As is the case with the Corolla sedan, there’s nothing particularly outlandish about the styling of the Toyota Corolla Cross. It looks much like that long-running passenger car, albeit with a taller ride height and black plastic body cladding, like most vehicles that compete in the subcompact crossover segment. The Corolla Cross slots neatly into Toyota’s lineup in between the C-HR and RAV4, though it’s much more conventional in appearance than the former, also subcompact crossover.

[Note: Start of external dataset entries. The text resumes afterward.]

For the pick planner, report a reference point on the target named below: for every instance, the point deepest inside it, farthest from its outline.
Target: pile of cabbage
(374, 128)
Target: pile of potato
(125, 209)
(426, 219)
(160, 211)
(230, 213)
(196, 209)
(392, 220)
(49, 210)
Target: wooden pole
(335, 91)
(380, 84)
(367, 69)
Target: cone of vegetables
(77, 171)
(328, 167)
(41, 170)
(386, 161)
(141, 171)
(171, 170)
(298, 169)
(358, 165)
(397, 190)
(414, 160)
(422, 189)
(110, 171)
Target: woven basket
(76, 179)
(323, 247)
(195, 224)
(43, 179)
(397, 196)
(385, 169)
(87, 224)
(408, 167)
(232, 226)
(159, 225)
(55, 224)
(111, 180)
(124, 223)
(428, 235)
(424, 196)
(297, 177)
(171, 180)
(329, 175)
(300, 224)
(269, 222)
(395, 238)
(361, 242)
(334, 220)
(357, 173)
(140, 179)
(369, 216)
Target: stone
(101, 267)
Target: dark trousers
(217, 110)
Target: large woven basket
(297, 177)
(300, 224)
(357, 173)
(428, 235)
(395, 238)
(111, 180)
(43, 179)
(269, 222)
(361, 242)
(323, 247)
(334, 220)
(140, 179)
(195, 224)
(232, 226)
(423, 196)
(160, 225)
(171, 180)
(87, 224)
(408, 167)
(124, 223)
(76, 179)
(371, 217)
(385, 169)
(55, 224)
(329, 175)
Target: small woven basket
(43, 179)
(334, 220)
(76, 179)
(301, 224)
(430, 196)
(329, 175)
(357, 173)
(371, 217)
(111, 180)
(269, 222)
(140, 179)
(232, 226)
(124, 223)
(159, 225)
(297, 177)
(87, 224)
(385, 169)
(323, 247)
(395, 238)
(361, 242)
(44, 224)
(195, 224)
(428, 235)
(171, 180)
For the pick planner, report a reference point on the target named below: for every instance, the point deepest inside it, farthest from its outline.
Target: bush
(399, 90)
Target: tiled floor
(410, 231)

In terms of size, the Corolla Cross is wider, taller, and longer than the C-HR but significantly smaller (and presumably cheaper) than the RAV4. It’s available in both front- and all-wheel-drive configurations, with one engine choice – the Corolla’s 2.0L inline-four that produces 169 horsepower and 150 pound-feet of torque, which helps the Cross tow up to 1,500 pounds. It’s mated to a CVT automatic gearbox. Fuel economy comes in at 30 miles-per-gallon combined for the AWD model, and 32 mpg for the FWD model.
The Corolla Cross is available in three trim levels – L, LE, and XLE, with wheel options ranging from 17-inch steel units for the entry-level model to 18-inch alloys for the range-topping XLE. The interior design is unsurprisingly also quite familiar for those that have driven a Corolla sedan, with available amenities including a 7-inch Multi-Information Display, 8-inch touchscreen, and 10-way, power-adjustable seats trimmed with SofTex material.
Toyota hasn’t released pricing information nor a launch date for the U.S.-bound Corolla Cross, but it should go on sale later in 2022 with an MSRP ranging from the low-to-mid $20k range up to $30k for fully-loaded models.